Storyteller-writer-actor Ascanio Celestini captivates audiences with monologues that combine great wit, historical commentary and genuine despair over a range of social injustices. Celestini’s striking feature debut, The Black Sheep, in competition at the 2010 Venice Film Festival, tells the story of Nicola, the “black sheep” of his family. Living as a patient in a psychiatric hospital for 35 years, he heads for a supermarket once a week.
“The madhouse it's a condominium of saints. Saints are the poor foolish lunatics between the Chinese sheets, shrouds of manufacture. Saint is the nun that with the lamp on her bedside-table nearby brightens like an ex-voto. And the doctor is the Holy of Holies, he's the father of all saints, he's Jesus Christ.”
This is how Nicola narrates his 35 years of “madhouse electroshock” and in his confused mind, reality and imagination clash, by producing inevitable flashes of inspiration.
Nicola was born in the Sixties, “the fantastic Sixties” and the world he sees inside the hospital is not so different from the one running outside, a more and more voracious world where the only thing that seems to never run out is the fear.
Ascanio Celestini will also perform live the monologue Silhouettes, an extract of the book “Io Cammino In Fila Indiana” (2011).
Followed by Q&A with Nico Marzano (ICA)
Ascanio Celestini is an Italian actor, director, and author.

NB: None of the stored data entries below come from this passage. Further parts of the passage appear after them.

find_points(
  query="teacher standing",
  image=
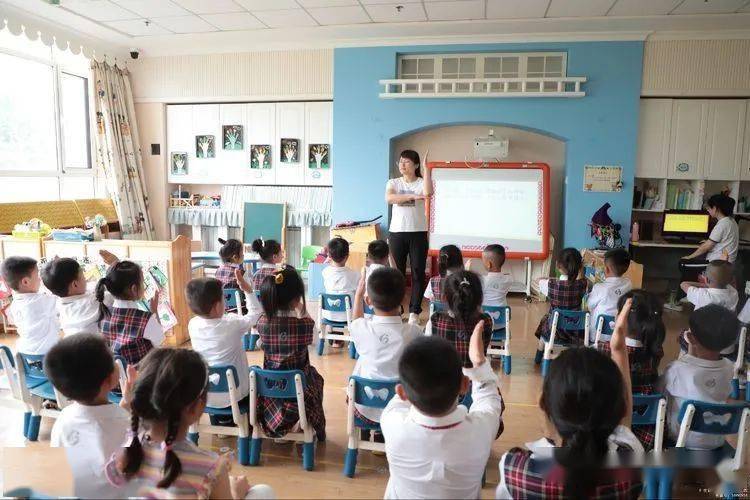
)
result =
(408, 230)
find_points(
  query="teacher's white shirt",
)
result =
(408, 217)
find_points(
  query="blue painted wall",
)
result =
(599, 129)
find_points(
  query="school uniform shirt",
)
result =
(603, 299)
(407, 217)
(495, 288)
(343, 281)
(219, 341)
(705, 380)
(380, 342)
(442, 457)
(726, 235)
(35, 317)
(725, 297)
(90, 436)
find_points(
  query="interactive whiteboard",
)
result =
(476, 204)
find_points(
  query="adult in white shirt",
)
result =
(408, 236)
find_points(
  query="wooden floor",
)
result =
(45, 468)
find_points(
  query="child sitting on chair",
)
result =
(380, 340)
(78, 307)
(701, 374)
(91, 429)
(435, 447)
(286, 331)
(564, 293)
(33, 313)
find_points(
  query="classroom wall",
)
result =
(598, 129)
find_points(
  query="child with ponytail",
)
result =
(130, 329)
(588, 402)
(169, 395)
(286, 331)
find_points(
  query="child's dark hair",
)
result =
(583, 396)
(386, 287)
(714, 327)
(410, 154)
(463, 294)
(78, 365)
(266, 249)
(119, 280)
(571, 261)
(279, 290)
(724, 203)
(449, 259)
(497, 254)
(430, 373)
(202, 294)
(338, 249)
(59, 274)
(645, 320)
(618, 260)
(230, 249)
(169, 381)
(378, 249)
(15, 269)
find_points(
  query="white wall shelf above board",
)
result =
(241, 155)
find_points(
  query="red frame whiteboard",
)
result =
(543, 214)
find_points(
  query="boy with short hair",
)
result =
(701, 374)
(91, 428)
(604, 296)
(381, 339)
(33, 313)
(435, 447)
(496, 284)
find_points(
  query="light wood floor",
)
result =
(45, 468)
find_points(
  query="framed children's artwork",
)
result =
(260, 156)
(289, 150)
(179, 163)
(205, 146)
(232, 137)
(318, 156)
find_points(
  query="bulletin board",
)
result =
(476, 204)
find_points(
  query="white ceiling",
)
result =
(141, 18)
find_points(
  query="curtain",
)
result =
(118, 152)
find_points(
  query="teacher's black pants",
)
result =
(414, 245)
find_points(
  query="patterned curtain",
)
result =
(118, 152)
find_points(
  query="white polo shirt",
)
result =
(90, 436)
(380, 341)
(35, 317)
(442, 457)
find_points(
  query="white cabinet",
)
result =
(687, 139)
(653, 138)
(724, 139)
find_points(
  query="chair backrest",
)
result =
(335, 302)
(373, 393)
(276, 384)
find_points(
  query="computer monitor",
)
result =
(685, 224)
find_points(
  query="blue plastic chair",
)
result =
(500, 334)
(335, 330)
(372, 394)
(285, 385)
(224, 379)
(571, 321)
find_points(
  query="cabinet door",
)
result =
(724, 140)
(653, 138)
(290, 154)
(688, 139)
(318, 133)
(261, 143)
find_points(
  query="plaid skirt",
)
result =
(278, 417)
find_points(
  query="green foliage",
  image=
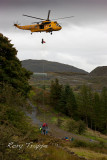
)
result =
(77, 127)
(55, 94)
(11, 70)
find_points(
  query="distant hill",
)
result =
(38, 65)
(99, 71)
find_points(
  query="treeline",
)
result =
(86, 105)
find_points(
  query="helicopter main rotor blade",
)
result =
(33, 17)
(48, 14)
(63, 18)
(36, 22)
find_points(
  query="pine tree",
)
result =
(104, 107)
(55, 94)
(11, 71)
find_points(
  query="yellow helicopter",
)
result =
(45, 25)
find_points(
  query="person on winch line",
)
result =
(44, 128)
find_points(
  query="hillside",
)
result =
(38, 65)
(99, 71)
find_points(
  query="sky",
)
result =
(82, 42)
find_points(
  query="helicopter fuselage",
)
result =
(45, 26)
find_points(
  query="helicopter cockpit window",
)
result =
(58, 25)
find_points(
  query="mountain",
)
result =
(99, 71)
(40, 66)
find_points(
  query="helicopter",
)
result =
(45, 25)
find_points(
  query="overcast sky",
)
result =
(82, 42)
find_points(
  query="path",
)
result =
(54, 130)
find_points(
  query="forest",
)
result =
(86, 104)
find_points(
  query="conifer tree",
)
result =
(11, 71)
(55, 94)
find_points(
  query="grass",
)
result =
(94, 135)
(90, 155)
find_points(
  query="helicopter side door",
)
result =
(41, 26)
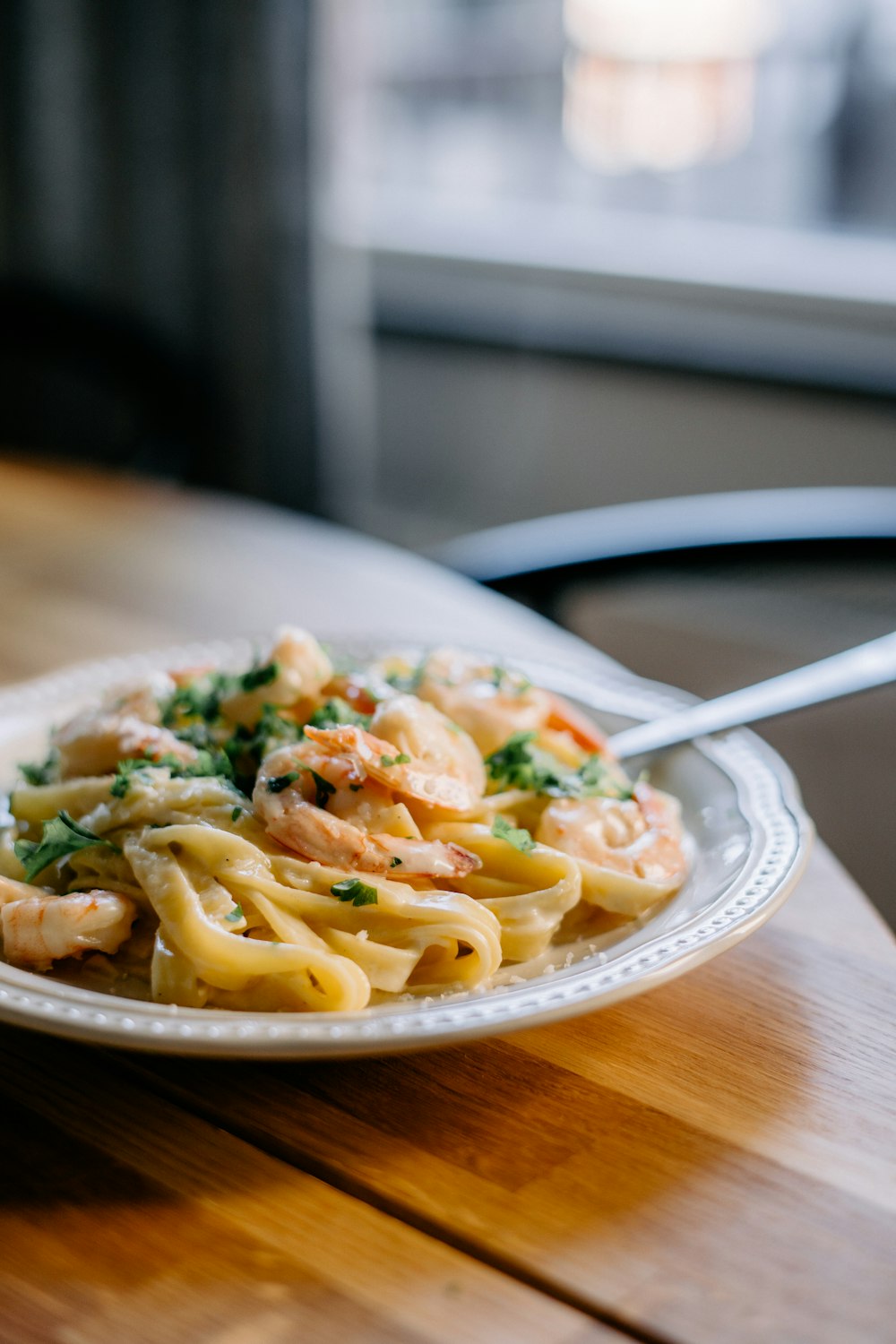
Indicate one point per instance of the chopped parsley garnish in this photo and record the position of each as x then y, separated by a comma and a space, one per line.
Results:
32, 773
209, 762
258, 676
520, 765
408, 682
246, 747
59, 838
198, 701
323, 788
357, 892
517, 836
336, 714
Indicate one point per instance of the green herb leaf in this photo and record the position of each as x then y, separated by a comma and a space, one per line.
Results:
246, 747
198, 701
520, 765
357, 892
408, 682
209, 762
258, 676
59, 838
517, 836
336, 714
39, 774
323, 788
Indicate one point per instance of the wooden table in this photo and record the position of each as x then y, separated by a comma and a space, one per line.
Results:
712, 1161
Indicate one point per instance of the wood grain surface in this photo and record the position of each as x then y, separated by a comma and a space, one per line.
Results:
712, 1161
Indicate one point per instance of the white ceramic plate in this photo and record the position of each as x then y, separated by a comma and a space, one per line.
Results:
740, 808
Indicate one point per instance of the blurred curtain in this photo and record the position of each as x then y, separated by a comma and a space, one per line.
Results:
155, 185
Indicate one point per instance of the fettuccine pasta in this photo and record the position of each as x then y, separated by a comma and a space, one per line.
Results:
309, 838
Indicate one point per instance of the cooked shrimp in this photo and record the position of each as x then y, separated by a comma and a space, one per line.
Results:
40, 929
487, 702
303, 671
96, 741
351, 830
413, 750
629, 849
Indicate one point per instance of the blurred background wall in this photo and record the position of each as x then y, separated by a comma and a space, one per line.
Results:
432, 265
155, 237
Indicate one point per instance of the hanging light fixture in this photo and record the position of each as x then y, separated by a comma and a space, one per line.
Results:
661, 83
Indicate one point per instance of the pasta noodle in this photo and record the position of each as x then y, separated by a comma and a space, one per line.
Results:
304, 838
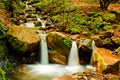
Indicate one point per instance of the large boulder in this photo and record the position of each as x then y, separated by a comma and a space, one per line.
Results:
104, 58
59, 47
22, 39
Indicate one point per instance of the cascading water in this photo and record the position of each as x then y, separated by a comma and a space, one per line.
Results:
44, 50
93, 50
73, 57
42, 21
90, 66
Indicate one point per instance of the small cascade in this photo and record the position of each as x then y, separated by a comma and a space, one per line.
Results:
90, 66
44, 50
93, 50
73, 57
43, 22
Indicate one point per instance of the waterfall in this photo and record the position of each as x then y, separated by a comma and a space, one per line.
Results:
44, 50
93, 49
42, 21
73, 57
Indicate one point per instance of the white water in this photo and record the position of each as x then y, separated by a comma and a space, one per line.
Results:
93, 50
73, 57
43, 22
44, 49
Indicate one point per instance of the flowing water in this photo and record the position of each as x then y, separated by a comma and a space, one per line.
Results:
93, 50
44, 49
42, 21
46, 71
73, 57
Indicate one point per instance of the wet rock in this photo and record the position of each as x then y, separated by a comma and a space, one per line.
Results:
59, 47
75, 37
22, 39
116, 40
103, 58
85, 50
88, 76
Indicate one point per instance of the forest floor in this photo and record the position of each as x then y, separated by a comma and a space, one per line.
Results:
111, 6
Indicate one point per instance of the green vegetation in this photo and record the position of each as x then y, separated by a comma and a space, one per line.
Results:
12, 6
68, 43
2, 74
2, 30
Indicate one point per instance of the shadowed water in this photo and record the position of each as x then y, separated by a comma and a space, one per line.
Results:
46, 71
44, 49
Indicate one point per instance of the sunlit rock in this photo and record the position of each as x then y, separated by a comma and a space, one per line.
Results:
103, 58
87, 76
22, 39
59, 47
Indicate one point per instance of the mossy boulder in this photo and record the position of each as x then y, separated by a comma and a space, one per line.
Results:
116, 40
59, 47
22, 39
103, 58
109, 16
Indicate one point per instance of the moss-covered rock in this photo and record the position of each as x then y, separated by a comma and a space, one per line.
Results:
103, 58
108, 16
59, 47
22, 39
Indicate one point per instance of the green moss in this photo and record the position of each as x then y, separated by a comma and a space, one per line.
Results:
108, 16
67, 42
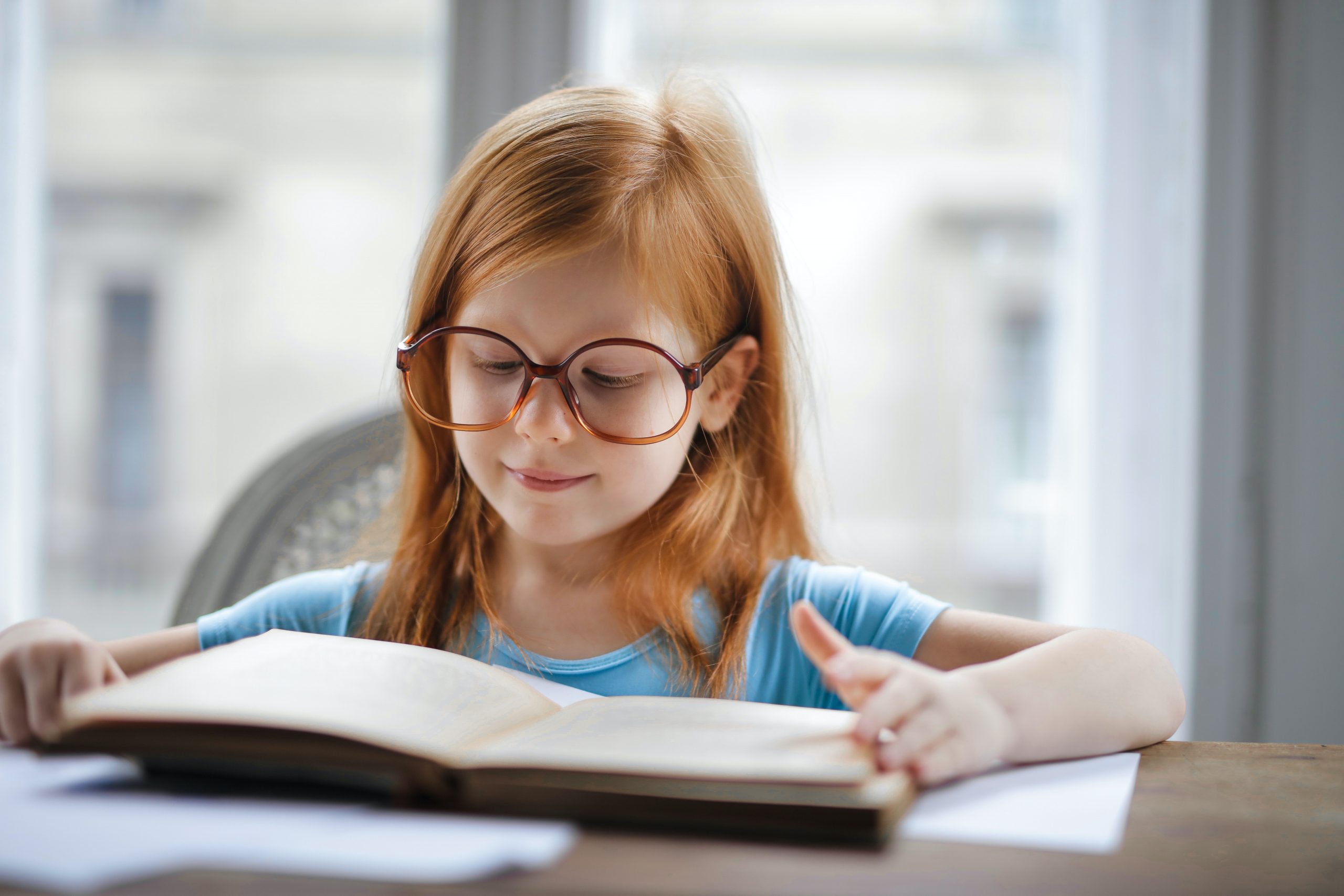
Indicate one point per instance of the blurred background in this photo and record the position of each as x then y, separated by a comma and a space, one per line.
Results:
1069, 272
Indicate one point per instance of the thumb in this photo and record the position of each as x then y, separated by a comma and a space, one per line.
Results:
817, 637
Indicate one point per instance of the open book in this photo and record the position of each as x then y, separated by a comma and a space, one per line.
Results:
448, 730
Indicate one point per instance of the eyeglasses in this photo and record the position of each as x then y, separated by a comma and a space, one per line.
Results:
620, 390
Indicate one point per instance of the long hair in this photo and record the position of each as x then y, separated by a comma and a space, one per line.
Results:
670, 178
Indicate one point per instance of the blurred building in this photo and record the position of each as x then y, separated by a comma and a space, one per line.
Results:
918, 159
239, 190
238, 195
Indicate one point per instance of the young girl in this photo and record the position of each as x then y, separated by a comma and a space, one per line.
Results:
600, 476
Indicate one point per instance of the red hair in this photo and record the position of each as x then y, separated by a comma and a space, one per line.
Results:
671, 181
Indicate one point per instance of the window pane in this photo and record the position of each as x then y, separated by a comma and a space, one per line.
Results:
917, 159
238, 191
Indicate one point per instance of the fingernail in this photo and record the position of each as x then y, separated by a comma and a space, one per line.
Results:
841, 669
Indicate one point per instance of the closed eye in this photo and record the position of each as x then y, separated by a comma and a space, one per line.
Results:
494, 367
613, 382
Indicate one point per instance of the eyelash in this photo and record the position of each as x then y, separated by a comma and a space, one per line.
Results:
508, 367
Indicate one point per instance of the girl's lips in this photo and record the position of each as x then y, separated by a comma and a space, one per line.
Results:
549, 484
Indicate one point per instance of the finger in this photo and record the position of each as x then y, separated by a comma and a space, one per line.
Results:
14, 711
82, 672
112, 672
921, 729
890, 705
857, 675
42, 691
942, 761
817, 637
863, 666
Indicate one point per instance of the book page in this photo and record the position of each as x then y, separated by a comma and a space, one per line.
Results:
416, 700
687, 738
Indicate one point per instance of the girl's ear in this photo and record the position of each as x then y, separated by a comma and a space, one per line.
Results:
728, 382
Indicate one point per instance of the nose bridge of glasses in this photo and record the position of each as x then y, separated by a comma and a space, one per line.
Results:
546, 373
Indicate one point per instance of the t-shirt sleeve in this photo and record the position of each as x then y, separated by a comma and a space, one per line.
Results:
323, 602
867, 608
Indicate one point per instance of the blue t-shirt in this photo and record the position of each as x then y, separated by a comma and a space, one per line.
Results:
867, 608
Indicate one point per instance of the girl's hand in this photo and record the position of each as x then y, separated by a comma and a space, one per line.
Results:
945, 724
42, 661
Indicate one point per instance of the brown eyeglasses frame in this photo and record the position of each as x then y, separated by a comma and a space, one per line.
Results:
692, 376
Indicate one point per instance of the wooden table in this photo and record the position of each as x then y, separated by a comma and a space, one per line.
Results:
1206, 818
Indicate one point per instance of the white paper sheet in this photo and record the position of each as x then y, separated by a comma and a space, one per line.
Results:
1077, 805
59, 833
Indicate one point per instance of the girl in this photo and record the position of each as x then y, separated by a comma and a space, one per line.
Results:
600, 476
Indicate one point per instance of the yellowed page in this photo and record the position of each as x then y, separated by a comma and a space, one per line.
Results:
687, 738
416, 700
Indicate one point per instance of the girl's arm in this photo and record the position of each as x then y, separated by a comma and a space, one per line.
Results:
42, 661
987, 687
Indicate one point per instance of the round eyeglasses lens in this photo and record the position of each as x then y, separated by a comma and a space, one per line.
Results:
628, 392
466, 379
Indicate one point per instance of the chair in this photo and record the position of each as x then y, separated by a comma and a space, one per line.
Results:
310, 510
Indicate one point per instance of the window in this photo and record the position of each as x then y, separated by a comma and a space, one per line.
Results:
917, 159
238, 193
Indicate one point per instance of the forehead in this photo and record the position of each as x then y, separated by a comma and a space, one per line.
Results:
554, 309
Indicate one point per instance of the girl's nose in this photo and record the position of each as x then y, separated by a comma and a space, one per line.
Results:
545, 414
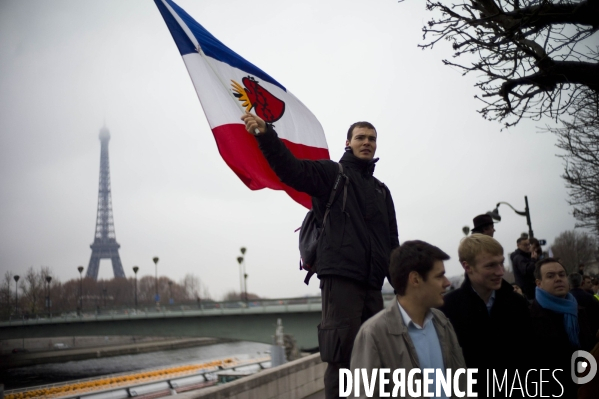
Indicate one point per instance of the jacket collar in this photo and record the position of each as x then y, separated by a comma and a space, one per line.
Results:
367, 167
467, 287
394, 321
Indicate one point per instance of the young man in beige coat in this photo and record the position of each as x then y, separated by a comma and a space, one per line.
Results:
410, 333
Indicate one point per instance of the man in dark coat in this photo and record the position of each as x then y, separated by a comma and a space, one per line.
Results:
491, 321
523, 262
560, 327
359, 235
585, 300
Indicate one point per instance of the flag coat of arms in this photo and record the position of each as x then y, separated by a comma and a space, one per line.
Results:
227, 86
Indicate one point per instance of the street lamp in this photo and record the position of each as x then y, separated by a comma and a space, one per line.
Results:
80, 268
495, 214
16, 295
240, 261
135, 269
242, 274
156, 297
48, 302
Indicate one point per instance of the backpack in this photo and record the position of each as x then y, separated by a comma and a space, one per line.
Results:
310, 233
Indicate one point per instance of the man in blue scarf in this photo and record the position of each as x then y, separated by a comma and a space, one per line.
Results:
560, 326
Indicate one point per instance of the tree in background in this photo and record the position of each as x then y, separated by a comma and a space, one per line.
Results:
579, 138
6, 296
535, 58
573, 248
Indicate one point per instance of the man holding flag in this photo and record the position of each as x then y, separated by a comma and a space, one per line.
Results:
353, 253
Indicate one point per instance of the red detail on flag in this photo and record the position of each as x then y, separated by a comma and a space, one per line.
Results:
240, 151
266, 106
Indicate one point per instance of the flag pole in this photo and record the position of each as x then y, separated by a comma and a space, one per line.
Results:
198, 48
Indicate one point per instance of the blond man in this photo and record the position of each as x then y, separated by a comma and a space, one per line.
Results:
492, 322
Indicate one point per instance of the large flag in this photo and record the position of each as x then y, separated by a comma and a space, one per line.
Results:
228, 85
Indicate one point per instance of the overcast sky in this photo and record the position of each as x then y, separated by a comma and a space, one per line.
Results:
69, 66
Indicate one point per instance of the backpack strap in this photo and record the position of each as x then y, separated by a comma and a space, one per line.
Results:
382, 186
328, 206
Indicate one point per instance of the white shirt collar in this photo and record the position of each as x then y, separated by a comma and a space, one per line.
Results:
408, 320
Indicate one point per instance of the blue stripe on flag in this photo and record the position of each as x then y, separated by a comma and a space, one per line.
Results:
211, 46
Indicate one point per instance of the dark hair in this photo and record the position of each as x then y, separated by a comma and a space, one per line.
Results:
412, 256
542, 262
575, 280
367, 125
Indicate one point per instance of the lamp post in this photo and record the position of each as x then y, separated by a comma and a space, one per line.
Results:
16, 295
240, 261
48, 301
135, 269
80, 268
495, 214
242, 274
156, 297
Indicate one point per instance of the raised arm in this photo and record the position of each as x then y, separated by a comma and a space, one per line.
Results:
312, 177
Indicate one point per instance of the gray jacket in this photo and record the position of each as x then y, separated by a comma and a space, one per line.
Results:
384, 342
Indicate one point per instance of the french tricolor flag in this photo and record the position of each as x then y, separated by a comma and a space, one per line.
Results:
227, 86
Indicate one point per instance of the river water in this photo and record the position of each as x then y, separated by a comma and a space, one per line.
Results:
24, 377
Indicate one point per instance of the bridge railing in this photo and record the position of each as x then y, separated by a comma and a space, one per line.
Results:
204, 308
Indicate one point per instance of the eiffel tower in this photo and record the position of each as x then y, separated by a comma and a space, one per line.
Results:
105, 245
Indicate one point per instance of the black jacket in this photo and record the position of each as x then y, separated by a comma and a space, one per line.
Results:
356, 243
524, 267
499, 340
591, 306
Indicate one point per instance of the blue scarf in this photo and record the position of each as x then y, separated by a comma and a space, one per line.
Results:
567, 306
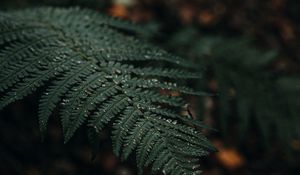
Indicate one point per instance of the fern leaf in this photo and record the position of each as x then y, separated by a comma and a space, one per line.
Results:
94, 73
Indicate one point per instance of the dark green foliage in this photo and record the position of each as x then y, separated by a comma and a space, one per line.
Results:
248, 92
94, 72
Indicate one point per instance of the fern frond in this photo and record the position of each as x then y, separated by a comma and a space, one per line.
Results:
90, 72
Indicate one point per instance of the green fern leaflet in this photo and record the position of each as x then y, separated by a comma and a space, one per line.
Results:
97, 74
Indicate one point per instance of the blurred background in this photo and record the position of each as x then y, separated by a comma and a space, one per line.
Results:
248, 54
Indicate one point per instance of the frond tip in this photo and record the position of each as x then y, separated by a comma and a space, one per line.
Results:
89, 70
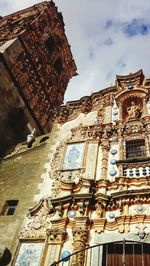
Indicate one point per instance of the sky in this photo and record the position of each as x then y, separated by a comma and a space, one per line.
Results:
107, 38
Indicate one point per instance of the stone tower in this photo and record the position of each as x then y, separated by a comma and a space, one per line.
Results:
36, 65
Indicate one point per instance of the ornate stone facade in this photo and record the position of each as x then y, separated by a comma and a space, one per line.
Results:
100, 175
37, 63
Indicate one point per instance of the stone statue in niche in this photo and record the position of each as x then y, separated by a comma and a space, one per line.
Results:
133, 111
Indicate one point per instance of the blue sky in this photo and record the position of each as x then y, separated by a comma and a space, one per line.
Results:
107, 38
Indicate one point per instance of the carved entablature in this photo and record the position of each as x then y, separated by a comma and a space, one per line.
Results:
96, 102
135, 128
132, 79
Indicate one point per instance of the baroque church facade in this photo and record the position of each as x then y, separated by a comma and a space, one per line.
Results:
77, 192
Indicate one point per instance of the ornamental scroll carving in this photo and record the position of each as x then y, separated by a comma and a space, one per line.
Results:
80, 238
36, 224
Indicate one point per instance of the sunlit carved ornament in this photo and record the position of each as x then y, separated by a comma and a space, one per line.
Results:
141, 231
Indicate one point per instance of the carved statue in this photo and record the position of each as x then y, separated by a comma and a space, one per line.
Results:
133, 110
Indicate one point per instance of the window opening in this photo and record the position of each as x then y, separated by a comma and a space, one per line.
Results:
135, 148
9, 207
50, 45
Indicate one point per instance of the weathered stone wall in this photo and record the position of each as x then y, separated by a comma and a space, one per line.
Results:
20, 177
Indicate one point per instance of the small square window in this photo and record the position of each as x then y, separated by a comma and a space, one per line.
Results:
135, 148
9, 207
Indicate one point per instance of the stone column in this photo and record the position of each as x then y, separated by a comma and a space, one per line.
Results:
144, 111
80, 239
105, 150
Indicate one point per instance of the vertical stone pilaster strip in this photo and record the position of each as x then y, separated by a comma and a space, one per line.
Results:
80, 237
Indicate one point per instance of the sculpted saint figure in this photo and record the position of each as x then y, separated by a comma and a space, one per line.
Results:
133, 110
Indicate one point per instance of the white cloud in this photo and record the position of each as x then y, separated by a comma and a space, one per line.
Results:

He has always been keenly interested in the commedia dell’arte and had run a number of workshops. Since his first play Cicoria (1998), centered on Pasolini, he has performed numerous monologues based on testimonies and encounters. His film La pecora nera (2010) was an official selection at the 67th Venice International Film Festival, and his latest story collection is titled Io cammino in fila indiana (Einaudi, 2011).
Nico Marzano is the Film and Cinema Manager at the Institute of Contemporary Arts in London (ICA). Recent curatorial work includes a film season on the Italian director Elio Petri, and coming up in November 2014, a full retrospective of Krzysztof Kieslowski's The Decalogue, including a selection of his early works. He has regularly contributed to Film Ireland as well as various academic film journals.